Firewall Rules - Why aren't they working immediately to block Internet Access

  • I have been working with VLANs and using some of my OPT LAN Ports for different subnets.  I've finally wrapped my head around most of it except for one thing.  The Firewall rules.

    So here is what I have going on in my testing lab.

    • I've got a Windows 7 laptop on VLAN20 getting an IP address of
    • I've created the standard any, any rule so that VLAN20 can get out to the Internet.
    • I open up a cmd window on my laptop (on VLAN20) and start continuously pinging google. (ping - t).  All is good.  I get continuous replies.
    • I go in to pfSense and disable that any, any rule.
    • My Laptop is still pinging Google.  What the? >:(
    • The only way I have found to make it stop pinging Google is to stop the ping.  Wait about 20 seconds and restart the ping.  Then I get request timed out.

    My Question: Why is it that I am able to continuously ping when I disable the any, any Firewall Rule to allow me to get out to the Internet?  And yes, I have clicked on the "Monitor" link to see the process and it shows "Done" at the end.

    I ask this question because I remember when using Linux to route if I input block or pass rules they went into effect immediately and I dropped pings as soon as the rule was applied.

    I noticed this problem when I started inputting firewall rules to block VLAN20 from getting to the Lan.  I saw the same problem with being able to ping computers on the LAN.  When I turned the firewall rule on to block, they could still ping items on the LAN (if they were continually pinging).  I'd break the ping, wait 20 seconds, and then I couldn't ping them.

    I also saw this post but wondered if anyone had any other insight on this.  Jimp has a good explanation but I could swear when using Linux it worked immediately.  I could be mistaken though cause it's been a while.


  • Tried killing the firewall states ?

    Diagnostics-> States -> Reset States

  • LAYER 8 Global Moderator

    If there is a state active doesn't matter what you change the firewall rules to do.. You would have to kill any active states or let them time out on their own, have the client close them, etc.
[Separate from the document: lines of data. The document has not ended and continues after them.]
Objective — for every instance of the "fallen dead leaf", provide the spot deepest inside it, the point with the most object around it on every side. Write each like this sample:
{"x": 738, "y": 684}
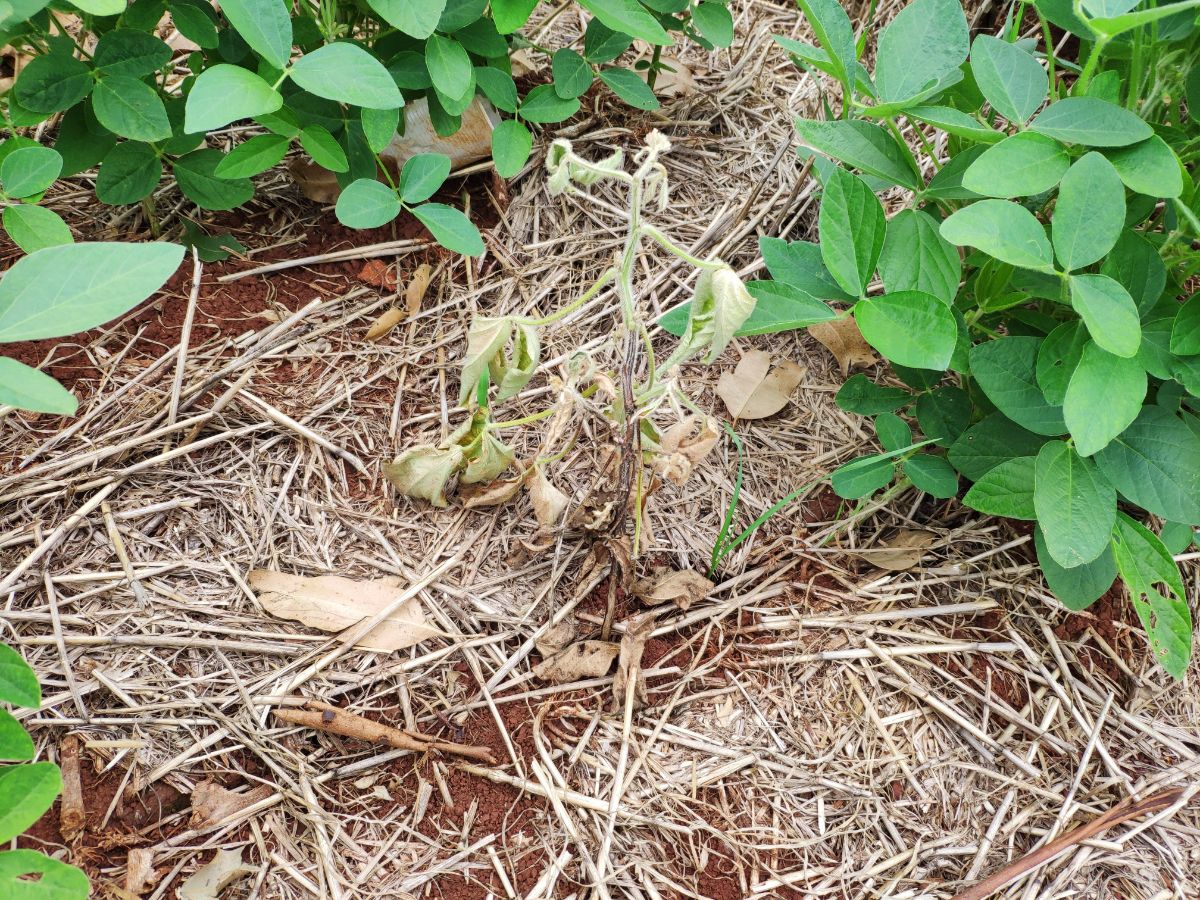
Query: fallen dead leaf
{"x": 679, "y": 588}
{"x": 755, "y": 390}
{"x": 903, "y": 551}
{"x": 331, "y": 603}
{"x": 585, "y": 659}
{"x": 843, "y": 339}
{"x": 214, "y": 877}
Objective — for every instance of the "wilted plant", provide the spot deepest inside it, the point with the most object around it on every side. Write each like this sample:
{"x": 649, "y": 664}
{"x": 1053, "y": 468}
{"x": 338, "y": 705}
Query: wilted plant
{"x": 504, "y": 352}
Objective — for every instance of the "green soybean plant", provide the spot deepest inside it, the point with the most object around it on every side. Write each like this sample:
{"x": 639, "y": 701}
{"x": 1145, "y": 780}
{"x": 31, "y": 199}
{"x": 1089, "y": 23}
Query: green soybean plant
{"x": 1030, "y": 293}
{"x": 63, "y": 289}
{"x": 27, "y": 791}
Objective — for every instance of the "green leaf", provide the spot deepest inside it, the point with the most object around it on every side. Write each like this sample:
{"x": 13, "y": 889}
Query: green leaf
{"x": 862, "y": 477}
{"x": 253, "y": 156}
{"x": 1074, "y": 503}
{"x": 1080, "y": 586}
{"x": 52, "y": 83}
{"x": 131, "y": 53}
{"x": 1006, "y": 370}
{"x": 1149, "y": 167}
{"x": 34, "y": 228}
{"x": 1021, "y": 166}
{"x": 1145, "y": 564}
{"x": 943, "y": 414}
{"x": 197, "y": 178}
{"x": 131, "y": 108}
{"x": 324, "y": 149}
{"x": 714, "y": 22}
{"x": 1006, "y": 490}
{"x": 573, "y": 75}
{"x": 1109, "y": 312}
{"x": 27, "y": 791}
{"x": 861, "y": 395}
{"x": 1186, "y": 330}
{"x": 861, "y": 145}
{"x": 29, "y": 875}
{"x": 1091, "y": 121}
{"x": 1090, "y": 213}
{"x": 60, "y": 291}
{"x": 852, "y": 228}
{"x": 630, "y": 88}
{"x": 267, "y": 27}
{"x": 225, "y": 94}
{"x": 933, "y": 474}
{"x": 917, "y": 257}
{"x": 1012, "y": 81}
{"x": 511, "y": 143}
{"x": 1002, "y": 229}
{"x": 909, "y": 328}
{"x": 921, "y": 47}
{"x": 1153, "y": 465}
{"x": 366, "y": 203}
{"x": 349, "y": 75}
{"x": 543, "y": 106}
{"x": 1057, "y": 358}
{"x": 989, "y": 443}
{"x": 628, "y": 17}
{"x": 1103, "y": 399}
{"x": 423, "y": 175}
{"x": 129, "y": 173}
{"x": 450, "y": 228}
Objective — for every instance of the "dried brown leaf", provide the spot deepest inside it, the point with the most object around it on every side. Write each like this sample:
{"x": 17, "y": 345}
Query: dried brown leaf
{"x": 331, "y": 603}
{"x": 843, "y": 339}
{"x": 755, "y": 390}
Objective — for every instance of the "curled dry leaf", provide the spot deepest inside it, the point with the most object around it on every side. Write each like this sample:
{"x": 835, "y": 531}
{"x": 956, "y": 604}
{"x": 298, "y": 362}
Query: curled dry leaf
{"x": 331, "y": 603}
{"x": 214, "y": 877}
{"x": 755, "y": 390}
{"x": 585, "y": 659}
{"x": 903, "y": 551}
{"x": 843, "y": 339}
{"x": 679, "y": 588}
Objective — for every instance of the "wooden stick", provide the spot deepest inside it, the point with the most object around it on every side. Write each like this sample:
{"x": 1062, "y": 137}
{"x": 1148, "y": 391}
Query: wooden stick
{"x": 324, "y": 717}
{"x": 1119, "y": 814}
    Other firewalls might reset all states upon a change in rules, etc.  Which is why some firewalls might make it look like rules take effect immediate.  The advantage of not killing all states up any change in firewall rules is you can make changes like allowing traffic without worry about killing all active sessions, etc.  Or even ad blocks for specific clients and not kill other sessions..
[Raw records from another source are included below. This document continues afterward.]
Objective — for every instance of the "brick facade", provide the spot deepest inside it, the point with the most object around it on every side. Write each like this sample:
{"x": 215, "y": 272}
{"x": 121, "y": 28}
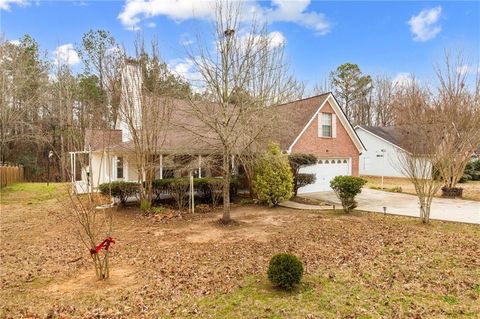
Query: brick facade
{"x": 339, "y": 146}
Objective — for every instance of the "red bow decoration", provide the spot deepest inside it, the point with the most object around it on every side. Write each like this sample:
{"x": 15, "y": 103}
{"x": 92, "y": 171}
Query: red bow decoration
{"x": 104, "y": 244}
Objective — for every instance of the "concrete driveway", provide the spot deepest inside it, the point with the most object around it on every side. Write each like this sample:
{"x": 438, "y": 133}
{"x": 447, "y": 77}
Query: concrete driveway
{"x": 456, "y": 210}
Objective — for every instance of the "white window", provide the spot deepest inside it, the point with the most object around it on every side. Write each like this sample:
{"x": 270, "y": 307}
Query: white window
{"x": 119, "y": 167}
{"x": 326, "y": 122}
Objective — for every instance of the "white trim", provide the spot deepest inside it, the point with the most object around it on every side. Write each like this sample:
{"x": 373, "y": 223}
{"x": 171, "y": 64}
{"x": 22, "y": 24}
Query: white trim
{"x": 346, "y": 124}
{"x": 161, "y": 166}
{"x": 334, "y": 125}
{"x": 381, "y": 138}
{"x": 199, "y": 166}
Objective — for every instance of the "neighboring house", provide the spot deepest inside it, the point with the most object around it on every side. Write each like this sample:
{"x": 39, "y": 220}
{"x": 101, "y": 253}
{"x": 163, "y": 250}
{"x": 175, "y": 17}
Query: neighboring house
{"x": 384, "y": 148}
{"x": 314, "y": 125}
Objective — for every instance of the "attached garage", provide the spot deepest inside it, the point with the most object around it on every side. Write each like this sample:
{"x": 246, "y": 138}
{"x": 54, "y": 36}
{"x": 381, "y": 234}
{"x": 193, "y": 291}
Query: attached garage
{"x": 325, "y": 170}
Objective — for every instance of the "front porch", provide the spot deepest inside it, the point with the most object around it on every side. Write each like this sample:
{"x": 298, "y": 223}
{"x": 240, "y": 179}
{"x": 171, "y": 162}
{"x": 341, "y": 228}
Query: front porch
{"x": 93, "y": 168}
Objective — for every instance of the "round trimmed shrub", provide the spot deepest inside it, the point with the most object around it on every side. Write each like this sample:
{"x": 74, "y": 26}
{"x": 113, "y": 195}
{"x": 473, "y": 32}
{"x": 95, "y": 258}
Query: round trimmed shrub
{"x": 285, "y": 271}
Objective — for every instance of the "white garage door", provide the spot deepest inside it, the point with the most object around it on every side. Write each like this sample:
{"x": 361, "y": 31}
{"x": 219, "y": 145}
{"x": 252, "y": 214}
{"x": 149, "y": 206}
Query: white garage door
{"x": 325, "y": 171}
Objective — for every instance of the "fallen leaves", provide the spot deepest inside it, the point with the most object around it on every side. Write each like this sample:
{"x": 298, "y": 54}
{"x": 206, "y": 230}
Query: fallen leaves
{"x": 170, "y": 265}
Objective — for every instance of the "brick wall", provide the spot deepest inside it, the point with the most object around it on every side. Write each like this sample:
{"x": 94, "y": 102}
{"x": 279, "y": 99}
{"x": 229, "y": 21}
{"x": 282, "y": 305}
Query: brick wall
{"x": 340, "y": 146}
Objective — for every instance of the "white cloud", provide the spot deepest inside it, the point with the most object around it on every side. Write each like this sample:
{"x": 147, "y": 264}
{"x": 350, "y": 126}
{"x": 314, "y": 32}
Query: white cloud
{"x": 66, "y": 54}
{"x": 185, "y": 68}
{"x": 276, "y": 39}
{"x": 403, "y": 79}
{"x": 464, "y": 69}
{"x": 6, "y": 4}
{"x": 424, "y": 25}
{"x": 179, "y": 10}
{"x": 296, "y": 12}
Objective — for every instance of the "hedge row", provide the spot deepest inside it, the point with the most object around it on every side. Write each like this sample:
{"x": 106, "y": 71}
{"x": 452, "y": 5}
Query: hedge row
{"x": 176, "y": 187}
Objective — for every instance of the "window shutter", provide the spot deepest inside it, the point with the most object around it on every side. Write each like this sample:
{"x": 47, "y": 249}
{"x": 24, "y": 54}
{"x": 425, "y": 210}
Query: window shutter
{"x": 334, "y": 125}
{"x": 319, "y": 124}
{"x": 114, "y": 168}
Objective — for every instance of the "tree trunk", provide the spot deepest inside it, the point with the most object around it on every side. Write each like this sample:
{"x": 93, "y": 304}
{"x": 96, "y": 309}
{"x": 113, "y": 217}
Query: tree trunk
{"x": 226, "y": 187}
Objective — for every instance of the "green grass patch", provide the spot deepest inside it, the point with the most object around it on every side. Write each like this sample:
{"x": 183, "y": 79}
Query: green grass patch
{"x": 31, "y": 193}
{"x": 338, "y": 295}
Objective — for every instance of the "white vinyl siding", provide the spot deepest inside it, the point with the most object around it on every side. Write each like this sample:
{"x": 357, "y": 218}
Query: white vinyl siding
{"x": 325, "y": 127}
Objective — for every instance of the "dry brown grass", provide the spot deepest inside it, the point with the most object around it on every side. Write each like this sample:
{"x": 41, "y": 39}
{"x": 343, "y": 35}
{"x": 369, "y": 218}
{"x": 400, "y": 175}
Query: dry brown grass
{"x": 471, "y": 189}
{"x": 356, "y": 265}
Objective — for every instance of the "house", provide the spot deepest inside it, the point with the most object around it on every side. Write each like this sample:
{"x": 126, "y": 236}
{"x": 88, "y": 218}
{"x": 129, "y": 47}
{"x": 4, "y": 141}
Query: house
{"x": 385, "y": 147}
{"x": 314, "y": 125}
{"x": 318, "y": 126}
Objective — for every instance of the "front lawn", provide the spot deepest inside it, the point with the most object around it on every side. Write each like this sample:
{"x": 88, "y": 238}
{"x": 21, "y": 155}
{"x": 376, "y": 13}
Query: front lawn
{"x": 361, "y": 265}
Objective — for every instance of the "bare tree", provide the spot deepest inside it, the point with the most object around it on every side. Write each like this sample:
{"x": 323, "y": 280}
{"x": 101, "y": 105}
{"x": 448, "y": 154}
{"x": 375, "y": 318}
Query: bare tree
{"x": 420, "y": 136}
{"x": 381, "y": 99}
{"x": 102, "y": 57}
{"x": 457, "y": 107}
{"x": 146, "y": 108}
{"x": 242, "y": 76}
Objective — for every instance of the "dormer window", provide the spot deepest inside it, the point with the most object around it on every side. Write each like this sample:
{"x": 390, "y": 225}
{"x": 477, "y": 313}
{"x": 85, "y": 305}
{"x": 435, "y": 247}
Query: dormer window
{"x": 326, "y": 124}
    If you create a rule be for all or specific just go into the states table and kill off the active states that are in contrast to the rule you want to enforce - or just kill them all off, etc.

  • I think this could quite possibly be the best IT Forum EVER!!!

    As soon as I went to Diagnostics–>Status-->States-->Reset States that description was exactly what I was looking for.  Thanks NoBadTheBad.

    And once again johnpoz your explanations are invaluable and make complete sense of how and why things work the way they do. Dude, you're awesome!


  • Just had to test it. Damn!  You guys are smart.  Yep, worked perfectly.

    Thanks again!


  • In general, pfSense only applies rules to newly created states, existing states are not checked.